Nuits Appalaches (Chris Offut)

[...] Il voulait un fils normal.

Le peu prolifique Chris Offutt nous parle de son Kentucky natal, celui qui s’adosse aux contreforts des Appalaches (l’un de ses précédents romans, un recueil de nouvelles que l'on n'a pas lu, s’intitule : Sortis du bois !).
Si l’on aime les étiquettes, c’est du nature-writing , du rural noir, très noir.
[...] Il était heureux d’avoir grandi sur une crête où les gens voyaient la lumière du jour. Les familles qui vivaient dans les vallons encaissés n’avaient du soleil direct que trois ou quatre heures par jour. Là-bas, les gens étaient pâles. 
Nuits Appalaches nous emmène donc au cœur des collines et des forêts, au cœur des années 60, quelques temps après la guerre de Corée.
Une guerre dont quelques uns sont revenus, comme Tucker, endurcis trop tôt et vieillis trop vite.
[...] Le tiraillement familier du sac à dos sur ses épaules. Par habitude, il fit basculer son poids d’un côté pour compenser celui du fusil qu’il n’avait pas.
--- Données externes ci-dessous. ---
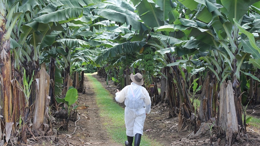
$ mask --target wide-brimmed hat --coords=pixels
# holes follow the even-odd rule
[[[137,85],[141,86],[144,84],[143,75],[139,73],[137,73],[135,75],[132,73],[130,75],[130,78],[133,82]]]

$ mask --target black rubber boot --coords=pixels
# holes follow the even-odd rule
[[[135,146],[139,146],[140,145],[140,141],[141,141],[141,136],[142,135],[139,133],[136,133],[135,136]]]
[[[125,146],[132,146],[132,144],[133,143],[133,140],[134,137],[127,136],[127,140],[125,141]]]

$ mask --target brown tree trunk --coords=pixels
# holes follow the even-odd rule
[[[201,104],[198,113],[198,118],[201,122],[207,122],[214,117],[217,113],[216,102],[217,81],[209,72],[207,73],[201,88]]]
[[[47,111],[50,99],[48,95],[50,77],[46,71],[45,64],[41,66],[40,74],[39,79],[40,96],[36,97],[35,100],[33,122],[33,129],[36,132],[38,132],[39,130],[44,131],[43,129],[40,129],[40,128],[44,124],[48,125],[47,115],[48,112]]]
[[[1,114],[4,116],[4,122],[15,122],[11,121],[11,118],[13,111],[13,96],[11,94],[11,60],[10,54],[10,37],[5,36],[7,32],[5,29],[6,11],[4,10],[1,11],[0,20],[0,73],[1,82],[0,89],[1,92],[1,103],[0,106],[3,109],[1,110]]]
[[[50,76],[50,89],[49,90],[49,96],[51,98],[49,106],[51,107],[55,103],[55,59],[53,57],[51,57],[49,67],[49,75]]]
[[[165,67],[162,68],[161,72],[162,75],[165,75]],[[163,75],[161,75],[161,103],[165,104],[166,100],[165,98],[165,91],[166,91],[166,79],[165,77]]]
[[[236,135],[239,129],[236,107],[235,106],[234,91],[232,84],[228,81],[222,83],[220,91],[219,133],[225,134],[229,145],[231,143],[233,135]]]

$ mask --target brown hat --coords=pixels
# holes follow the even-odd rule
[[[144,84],[143,76],[139,73],[137,73],[135,75],[132,73],[130,75],[130,78],[133,82],[137,85],[141,86]]]

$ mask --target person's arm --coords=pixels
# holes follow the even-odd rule
[[[116,93],[116,100],[118,102],[122,103],[125,101],[125,87],[123,88],[121,91],[119,91],[117,89],[117,92]]]
[[[143,93],[145,95],[145,97],[144,98],[144,103],[145,104],[144,105],[144,108],[145,109],[145,113],[147,114],[149,113],[151,111],[151,98],[149,95],[149,93],[148,93],[148,92],[146,91],[146,89],[145,88],[144,89],[144,90],[143,90]]]

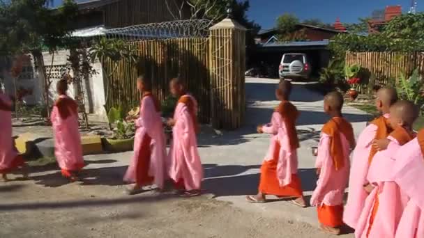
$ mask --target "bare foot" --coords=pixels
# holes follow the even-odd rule
[[[1,174],[1,182],[8,182],[8,175],[6,173]]]
[[[321,224],[321,230],[322,230],[324,232],[328,233],[328,234],[332,234],[332,235],[340,235],[340,229],[338,228],[331,228],[329,226],[326,226],[324,225]]]
[[[22,166],[21,170],[22,170],[21,171],[22,173],[22,178],[25,180],[28,180],[29,178],[29,172],[28,166],[26,165],[24,165]]]
[[[127,194],[128,195],[135,195],[142,191],[143,191],[143,187],[137,184],[134,184],[132,187],[127,189]]]
[[[300,197],[292,200],[292,203],[301,207],[306,207],[306,202],[305,202],[305,199],[303,199],[303,197]]]
[[[266,202],[265,195],[262,193],[259,193],[257,195],[247,196],[246,200],[252,203],[264,203]]]

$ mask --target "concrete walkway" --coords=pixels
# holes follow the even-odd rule
[[[236,132],[224,133],[218,138],[222,143],[211,144],[200,138],[199,148],[206,170],[204,188],[218,199],[250,211],[264,212],[318,226],[315,207],[299,209],[287,202],[250,204],[246,194],[257,192],[260,165],[269,143],[269,136],[256,133],[256,126],[268,122],[278,104],[274,90],[278,81],[250,78],[246,79],[248,111],[245,125]],[[319,141],[320,129],[328,120],[324,113],[323,96],[301,84],[294,85],[291,100],[301,111],[298,132],[301,148],[298,150],[299,174],[306,198],[315,187],[315,157],[310,147]],[[365,128],[369,117],[356,109],[345,106],[344,116],[352,122],[356,136]],[[209,143],[208,143],[208,141]],[[217,147],[217,145],[220,145]]]
[[[248,214],[256,214],[255,216],[259,216],[258,219],[263,217],[266,219],[268,219],[267,221],[269,221],[269,219],[271,218],[271,220],[273,221],[274,219],[272,219],[276,218],[279,219],[275,219],[275,221],[283,219],[289,221],[290,224],[296,224],[296,221],[301,221],[317,227],[318,223],[314,207],[301,209],[284,201],[266,204],[250,204],[245,200],[245,195],[255,194],[257,191],[259,168],[268,149],[269,136],[266,134],[257,134],[256,133],[256,126],[258,124],[268,122],[273,108],[279,103],[275,100],[274,95],[274,90],[278,82],[278,80],[274,79],[247,79],[248,111],[245,125],[236,131],[222,132],[222,134],[220,136],[208,132],[199,135],[199,150],[205,169],[204,189],[206,190],[206,193],[209,194],[206,197],[211,196],[219,200],[231,202],[231,206],[235,207],[231,207],[231,209],[241,209],[248,212]],[[315,158],[312,156],[310,147],[317,145],[319,130],[322,125],[328,119],[323,112],[322,99],[322,95],[305,89],[304,86],[295,85],[294,87],[292,100],[301,113],[297,127],[301,141],[301,148],[298,152],[299,174],[308,199],[310,198],[310,194],[315,187],[317,180],[314,168]],[[356,134],[362,131],[365,126],[365,122],[369,119],[363,112],[349,106],[344,108],[344,113],[345,116],[353,123]],[[50,198],[49,194],[57,196],[58,193],[60,192],[68,193],[69,194],[66,193],[67,195],[72,193],[72,196],[70,196],[69,198],[80,198],[78,199],[82,199],[81,203],[84,204],[91,203],[91,200],[95,199],[93,198],[93,197],[107,198],[109,199],[107,200],[108,203],[112,198],[118,199],[119,201],[124,200],[126,203],[127,200],[131,200],[131,204],[139,203],[142,199],[151,201],[153,199],[151,197],[154,195],[141,194],[139,196],[135,197],[135,198],[132,198],[132,197],[128,198],[127,196],[123,194],[124,188],[122,177],[132,155],[132,152],[129,152],[86,156],[84,159],[88,166],[84,170],[89,177],[84,179],[84,182],[82,184],[80,184],[81,186],[75,184],[67,184],[65,180],[61,179],[60,173],[55,166],[52,168],[32,168],[31,180],[30,181],[24,182],[17,181],[11,184],[12,186],[25,186],[22,189],[31,195],[20,197],[18,191],[6,193],[7,197],[5,201],[8,202],[0,207],[3,207],[3,209],[7,208],[12,212],[13,209],[29,209],[29,207],[32,209],[31,206],[38,207],[37,209],[43,208],[38,207],[38,202],[33,203],[33,198],[32,198],[34,197],[37,198],[36,199],[40,202],[47,200],[47,202],[45,203],[45,206],[51,206],[53,204],[54,207],[56,207],[55,206],[58,207],[61,206],[60,207],[62,207],[64,206],[63,205],[59,205],[54,203],[52,203],[50,200],[54,200],[54,198]],[[38,186],[34,187],[34,183]],[[83,189],[84,187],[86,187]],[[5,189],[7,189],[7,187],[5,187]],[[46,194],[47,197],[43,197],[43,194]],[[60,199],[69,198],[66,196],[63,196],[63,198],[59,196],[58,198],[60,198]],[[158,197],[158,198],[160,198],[160,196]],[[167,199],[168,199],[167,197]],[[178,203],[180,203],[179,200],[178,201]],[[15,205],[16,207],[10,205],[18,202],[21,202],[21,203]],[[63,203],[66,205],[70,202],[66,200]],[[212,201],[205,203],[209,204]],[[154,205],[154,204],[152,205],[152,206]],[[137,205],[137,206],[138,209],[143,211],[149,209],[146,207],[142,207],[142,205]],[[199,207],[202,206],[204,206],[204,205],[199,205]],[[174,209],[172,204],[169,207],[170,207],[169,209]],[[73,207],[71,206],[71,207]],[[106,213],[110,209],[117,209],[114,207],[103,209],[98,205],[93,207],[97,207],[96,209],[98,209],[98,211],[96,210],[96,212],[100,212],[100,214]],[[134,209],[132,205],[130,204],[125,207],[128,211]],[[63,212],[68,212],[68,211],[63,209]],[[168,212],[169,211],[166,210],[163,212]],[[10,217],[17,216],[12,212],[8,213],[11,216]],[[43,212],[43,214],[44,214],[44,212]],[[81,216],[83,216],[83,214],[81,214]],[[18,213],[17,215],[28,216],[27,213]],[[40,214],[37,214],[37,216],[38,215]],[[204,215],[199,214],[199,216],[196,219],[200,219]],[[175,221],[179,219],[176,219]],[[220,218],[218,220],[221,219],[222,218]],[[34,220],[31,219],[28,221],[33,223],[34,225],[37,224],[36,221],[34,221]],[[136,224],[137,220],[132,219],[130,221],[135,223],[134,227],[137,225]],[[255,222],[255,221],[252,221],[252,222]],[[0,223],[1,223],[1,221],[0,221]],[[17,224],[15,225],[17,225]],[[10,229],[12,229],[12,227]],[[293,234],[299,234],[299,230]],[[315,232],[312,231],[311,232],[313,234]],[[222,234],[228,235],[229,233],[224,232]],[[293,237],[294,236],[294,235]],[[351,237],[351,235],[347,235],[347,237]]]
L’absence d’arme le troublait confusément, tel un amputé qui a perdu un membre. 
Revenu de l’enfer coréen, Tucker aimerait bien vivre simplement en famille dans ses collines.
Mais la vie ne l’entend pas comme ça : ni le bootlegger qui l’emploie (il faut ravitailler les grandes villes du nord), ni les affaires sanitaires sociales qui entendent s’occuper de sa famille.
[...] Il voulait une famille, et il voulait un fils normal.
[...] Les Tucker étaient des gens bien qui n’avaient pas eu de chance, comme beaucoup de familles des collines. On aidait comme on pouvait. 
Un bouquin pas bien gai même si Tucker et son épouse font preuve d’une étonnante force de caractère, un bouquin bienveillant envers les pauvres gens.
Et c’est particulièrement bien écrit.

Pour celles et ceux qui aiment la campagne.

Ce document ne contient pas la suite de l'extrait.